Putting a new tax on electric vehicles without related concessions, as has been proposed in Victoria, New South Wales and South Australia, would likely face strong opposition and discourage Australians from purchasing zero and low emissions cars, a leaked intergovernmental document has shown.
The analysis of potential models for state based Road User Charges for electric vehicles, prepared for the ‘Board of Treasurers’ comprising representatives from each state and territory, shows:
- A new EV tax would likely ‘discourage EV uptake’ and ‘face strong opposition from industry and environmental stakeholders’
- Live GPS tracking of all electric vehicles is being considered as a way to monitor and charge for a variable, per kilometre usage fee.
- States were told to consider the need for legal advice around potential constitutionality issues relating to the tax.
- Designing and implementing an EV tax is likely to be ‘resource intensive’ and EV owners living near borders may be unfairly disadvantaged.
- ‘Responding to opposition from green vehicle industry’ is recorded as a ‘level 2’ priority that will require nationally coordinated approach.
“This document shows there are real risks associated with the introduction of a new tax on electric vehicles,” said Richie Merzian, Director of The Australia Institute’s Climate & Energy Program.
“Privacy issues, practical difficulties, constitutional concerns and discouraging the uptake of EVs are just a few of the problems highlighted in this discussion paper.

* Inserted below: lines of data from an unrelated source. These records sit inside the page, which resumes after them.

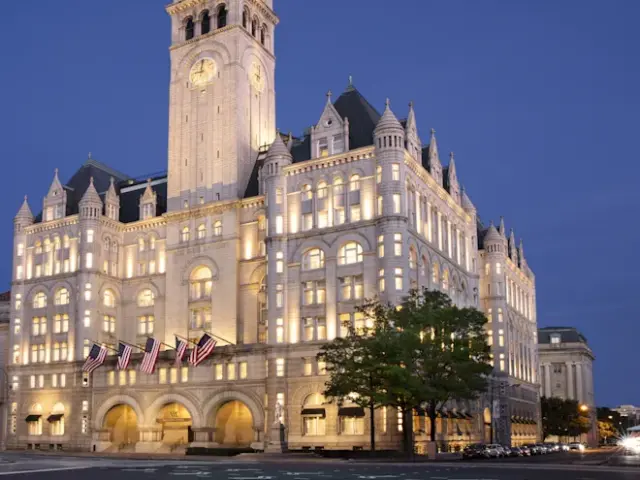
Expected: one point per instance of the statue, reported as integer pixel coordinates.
(278, 413)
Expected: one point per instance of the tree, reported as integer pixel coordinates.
(563, 418)
(423, 352)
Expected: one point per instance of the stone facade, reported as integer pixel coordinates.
(355, 208)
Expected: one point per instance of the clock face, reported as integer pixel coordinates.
(256, 77)
(202, 72)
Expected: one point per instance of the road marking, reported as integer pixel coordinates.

“EVs are a cleaner, quieter and safer transport alternative. Now is not the time to put a great big new tax on this emerging industry.
“There is an argument to be made for a broad and comprehensive charge that accounts for the pollution being emitted by every vehicle on the road, but simply putting a new tax on EVs would be a backwards step for Australia.
“This seems like an orchestrated attempt to punch down on the 20,000 Australians who have adopted clean, green technology which will help to reduce Australia’s transport emissions.
“It is ironic that states with net zero emissions targets are now pulling the handbrake on reducing pollution from one of the highest emitting sections.
“It is particularly disappointing that the Victorian Government has been leading this secretive process over the last year. The question has to be asked, why were they developing this policy behind closed doors and why has there been no consultation with industry and interested stakeholders?
“Governments need to hit pause on this half-baked policy proposal and come back after undertaking proper consultation with industry representatives and the community.”